Call:
lm(formula = Sepal.Length ~ Petal.Length, data = iris)
Residuals:
Min 1Q Median 3Q Max
-1.24675 -0.29657 -0.01515 0.27676 1.00269
Coefficients:
Estimate Std. Error t value Pr(>|t|)
(Intercept) 4.30660 0.07839 54.94 <2e-16 ***
Petal.Length 0.40892 0.01889 21.65 <2e-16 ***
---
Signif. codes: 0 '***' 0.001 '**' 0.01 '*' 0.05 '.' 0.1 ' ' 1
Residual standard error: 0.4071 on 148 degrees of freedom
Multiple R-squared: 0.76, Adjusted R-squared: 0.7583
F-statistic: 468.6 on 1 and 148 DF, p-value: < 2.2e-16
We find that F1,148=468.5, p < 0.01, so we reject the null hypothesis that the slope is equal to 0. The estimate indicates a slope of 0.408, so sepal length increases with petal length. An R2 value of 0.76 indicates petal length explains about 75% of the variation in sepal length.
Alternatively, we could consider if the association between the two variables is equal to 0 (or not).
cor.test(~ Sepal.Length + Petal.Length, data = iris)
Pearson's product-moment correlation
data: Sepal.Length and Petal.Length
t = 21.646, df = 148, p-value < 2.2e-16
alternative hypothesis: true correlation is not equal to 0
95 percent confidence interval:
0.8270363 0.9055080
sample estimates:
cor
0.8717538
We find the same p-value (using a t-distribution), and see that the estimated linear correlation coefficient, .87, is the square of our R2 value.
If we prefer a rank-based test, we can update the code:
cor.test(~ Sepal.Length + Petal.Length, data = iris,method="spearman")

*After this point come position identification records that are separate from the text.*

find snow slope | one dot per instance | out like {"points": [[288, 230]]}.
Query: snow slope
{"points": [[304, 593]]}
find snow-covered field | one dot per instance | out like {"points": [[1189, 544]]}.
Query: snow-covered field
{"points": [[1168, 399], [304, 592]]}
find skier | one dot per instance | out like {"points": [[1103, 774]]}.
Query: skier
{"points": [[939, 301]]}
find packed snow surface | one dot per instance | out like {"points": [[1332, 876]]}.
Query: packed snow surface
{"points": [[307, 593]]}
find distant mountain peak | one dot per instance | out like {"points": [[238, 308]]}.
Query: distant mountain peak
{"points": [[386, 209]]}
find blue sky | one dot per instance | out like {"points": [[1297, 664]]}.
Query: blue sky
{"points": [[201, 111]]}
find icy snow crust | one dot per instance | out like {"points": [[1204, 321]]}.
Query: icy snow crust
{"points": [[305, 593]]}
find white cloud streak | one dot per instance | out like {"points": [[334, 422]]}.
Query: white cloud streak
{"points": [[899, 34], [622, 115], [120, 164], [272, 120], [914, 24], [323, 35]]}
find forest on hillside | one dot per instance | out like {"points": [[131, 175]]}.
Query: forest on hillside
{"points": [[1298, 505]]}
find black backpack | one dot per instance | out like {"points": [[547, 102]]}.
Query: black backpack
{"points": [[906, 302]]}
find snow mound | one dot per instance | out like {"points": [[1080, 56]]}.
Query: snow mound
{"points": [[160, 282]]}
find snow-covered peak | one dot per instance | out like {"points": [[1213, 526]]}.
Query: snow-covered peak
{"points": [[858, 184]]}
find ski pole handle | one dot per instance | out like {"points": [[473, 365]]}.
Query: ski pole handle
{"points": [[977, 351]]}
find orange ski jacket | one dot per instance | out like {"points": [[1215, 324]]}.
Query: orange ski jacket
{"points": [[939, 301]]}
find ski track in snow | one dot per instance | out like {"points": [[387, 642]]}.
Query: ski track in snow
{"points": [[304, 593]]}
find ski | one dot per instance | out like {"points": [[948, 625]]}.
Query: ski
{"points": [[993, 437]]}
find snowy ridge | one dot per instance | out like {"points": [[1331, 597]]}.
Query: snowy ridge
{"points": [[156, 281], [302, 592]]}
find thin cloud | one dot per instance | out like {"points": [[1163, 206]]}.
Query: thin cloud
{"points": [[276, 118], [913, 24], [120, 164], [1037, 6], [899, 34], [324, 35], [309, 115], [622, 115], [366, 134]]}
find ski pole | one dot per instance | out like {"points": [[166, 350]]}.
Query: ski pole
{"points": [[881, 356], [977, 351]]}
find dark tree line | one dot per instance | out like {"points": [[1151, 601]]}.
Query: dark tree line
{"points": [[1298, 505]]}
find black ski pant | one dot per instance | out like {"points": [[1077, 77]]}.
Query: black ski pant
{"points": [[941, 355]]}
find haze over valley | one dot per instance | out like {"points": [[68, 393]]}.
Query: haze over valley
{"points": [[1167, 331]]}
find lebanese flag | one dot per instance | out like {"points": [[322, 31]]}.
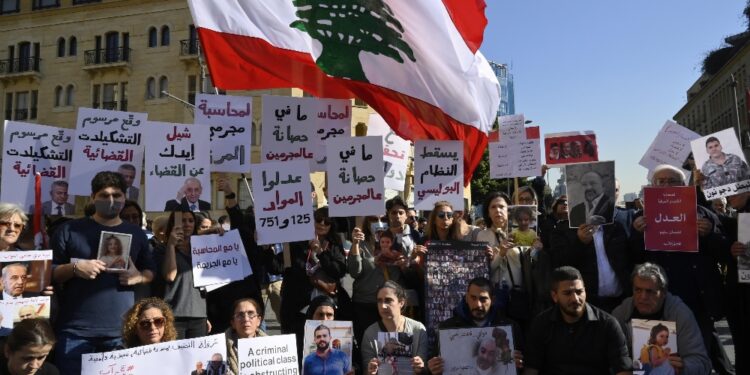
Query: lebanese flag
{"points": [[414, 61]]}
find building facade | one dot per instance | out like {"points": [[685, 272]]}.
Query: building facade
{"points": [[59, 55], [507, 97]]}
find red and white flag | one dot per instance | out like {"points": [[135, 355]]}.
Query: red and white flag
{"points": [[415, 62]]}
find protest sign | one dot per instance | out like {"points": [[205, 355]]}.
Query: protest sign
{"points": [[518, 158], [114, 250], [570, 147], [355, 177], [333, 340], [333, 121], [743, 236], [671, 218], [448, 268], [218, 259], [722, 164], [31, 148], [653, 342], [229, 119], [284, 212], [671, 146], [177, 167], [13, 311], [105, 141], [288, 132], [174, 357], [591, 193], [438, 172], [268, 355], [467, 351], [396, 151]]}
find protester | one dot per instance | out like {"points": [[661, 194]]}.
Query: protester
{"points": [[391, 300], [477, 310], [27, 347], [150, 321], [244, 323], [574, 337], [652, 301], [188, 303], [91, 301]]}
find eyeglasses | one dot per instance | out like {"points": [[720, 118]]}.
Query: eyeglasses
{"points": [[445, 214], [246, 314], [146, 323], [323, 220], [16, 226]]}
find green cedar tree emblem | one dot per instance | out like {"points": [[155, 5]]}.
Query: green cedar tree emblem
{"points": [[347, 27]]}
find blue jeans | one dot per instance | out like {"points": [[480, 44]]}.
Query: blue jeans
{"points": [[70, 347]]}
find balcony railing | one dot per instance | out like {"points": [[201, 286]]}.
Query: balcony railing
{"points": [[189, 47], [13, 66], [107, 56]]}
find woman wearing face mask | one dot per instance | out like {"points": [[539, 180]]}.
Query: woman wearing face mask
{"points": [[188, 303], [27, 347]]}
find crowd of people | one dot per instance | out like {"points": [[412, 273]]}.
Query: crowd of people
{"points": [[568, 294]]}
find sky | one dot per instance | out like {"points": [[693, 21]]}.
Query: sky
{"points": [[620, 68]]}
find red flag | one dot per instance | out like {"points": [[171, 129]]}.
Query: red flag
{"points": [[415, 62]]}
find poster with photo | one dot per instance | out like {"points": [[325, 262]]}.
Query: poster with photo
{"points": [[722, 164], [472, 351], [114, 250], [523, 224], [29, 272], [743, 236], [448, 268], [395, 353], [329, 339], [591, 193], [570, 147], [653, 341]]}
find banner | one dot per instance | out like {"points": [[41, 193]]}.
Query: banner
{"points": [[177, 167], [487, 350], [438, 168], [396, 151], [31, 148], [570, 147], [268, 355], [181, 357], [355, 177], [448, 268], [671, 218], [229, 119], [284, 212], [218, 259], [671, 146], [105, 141]]}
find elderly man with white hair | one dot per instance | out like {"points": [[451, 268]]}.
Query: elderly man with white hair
{"points": [[694, 277]]}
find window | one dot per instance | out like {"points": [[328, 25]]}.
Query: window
{"points": [[150, 88], [69, 95], [163, 86], [58, 96], [165, 35], [61, 47], [152, 37], [72, 46], [9, 6]]}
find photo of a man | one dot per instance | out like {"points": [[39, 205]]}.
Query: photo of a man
{"points": [[592, 191], [326, 360], [188, 197]]}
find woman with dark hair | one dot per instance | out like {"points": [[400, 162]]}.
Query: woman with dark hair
{"points": [[391, 301], [150, 321], [247, 315], [27, 348], [188, 303]]}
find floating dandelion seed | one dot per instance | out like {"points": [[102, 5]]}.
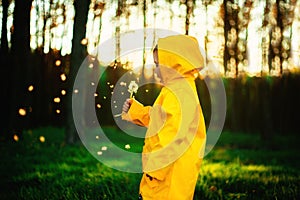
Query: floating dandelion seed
{"points": [[63, 77], [91, 65], [84, 41], [42, 139], [16, 138], [56, 99], [22, 112], [57, 63], [123, 83], [104, 148], [132, 88], [30, 88]]}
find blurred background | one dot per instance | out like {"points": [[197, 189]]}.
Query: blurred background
{"points": [[254, 44]]}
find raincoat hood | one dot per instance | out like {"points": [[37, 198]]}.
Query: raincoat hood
{"points": [[180, 53]]}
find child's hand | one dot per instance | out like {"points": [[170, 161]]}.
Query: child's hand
{"points": [[127, 105]]}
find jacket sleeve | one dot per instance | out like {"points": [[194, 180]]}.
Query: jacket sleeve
{"points": [[174, 137], [137, 114]]}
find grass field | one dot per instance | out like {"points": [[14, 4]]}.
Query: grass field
{"points": [[241, 166]]}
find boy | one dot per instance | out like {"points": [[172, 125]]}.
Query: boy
{"points": [[176, 134]]}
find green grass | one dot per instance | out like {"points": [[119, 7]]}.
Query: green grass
{"points": [[241, 166]]}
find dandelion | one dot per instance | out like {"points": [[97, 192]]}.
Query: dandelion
{"points": [[132, 88]]}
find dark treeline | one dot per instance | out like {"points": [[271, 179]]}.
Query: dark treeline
{"points": [[33, 81]]}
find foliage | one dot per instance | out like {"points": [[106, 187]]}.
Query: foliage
{"points": [[241, 166]]}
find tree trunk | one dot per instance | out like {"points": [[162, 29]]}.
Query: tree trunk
{"points": [[4, 68], [19, 71], [226, 29], [79, 52]]}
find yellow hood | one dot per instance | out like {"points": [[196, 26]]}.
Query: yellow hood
{"points": [[180, 53]]}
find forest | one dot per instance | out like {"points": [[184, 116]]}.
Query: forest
{"points": [[254, 45]]}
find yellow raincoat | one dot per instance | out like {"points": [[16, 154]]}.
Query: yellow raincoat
{"points": [[176, 134]]}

Warning in cor.test.default(x = mf[[1L]], y = mf[[2L]], ...): Cannot compute
exact p-value with ties
Spearman's rank correlation rho
data: Sepal.Length and Petal.Length
S = 66429, p-value < 2.2e-16
alternative hypothesis: true rho is not equal to 0
sample estimates:
rho
0.8818981
Which again leads us to reject the null hypothesis. Finally, a bootstrap options can be produced
where estimates indicated the slope does not contain 0.
Practice
1
A professor carried out a long-term study to see how various factors impacted pulse rate before and after exercise. Data can be found at
http://www.statsci.org/data/oz/ms212.txt
With more info at
http://www.statsci.org/data/oz/ms212.html.
Is there evidence that age, height, or weight impact change in pulse rate for students who ran (Ran column = 1)? For each of these, how much variation in pulse rate do they explain?
2
(from OZDASL repository, http://www.statsci.org/data/general/stature.html; reference for more information)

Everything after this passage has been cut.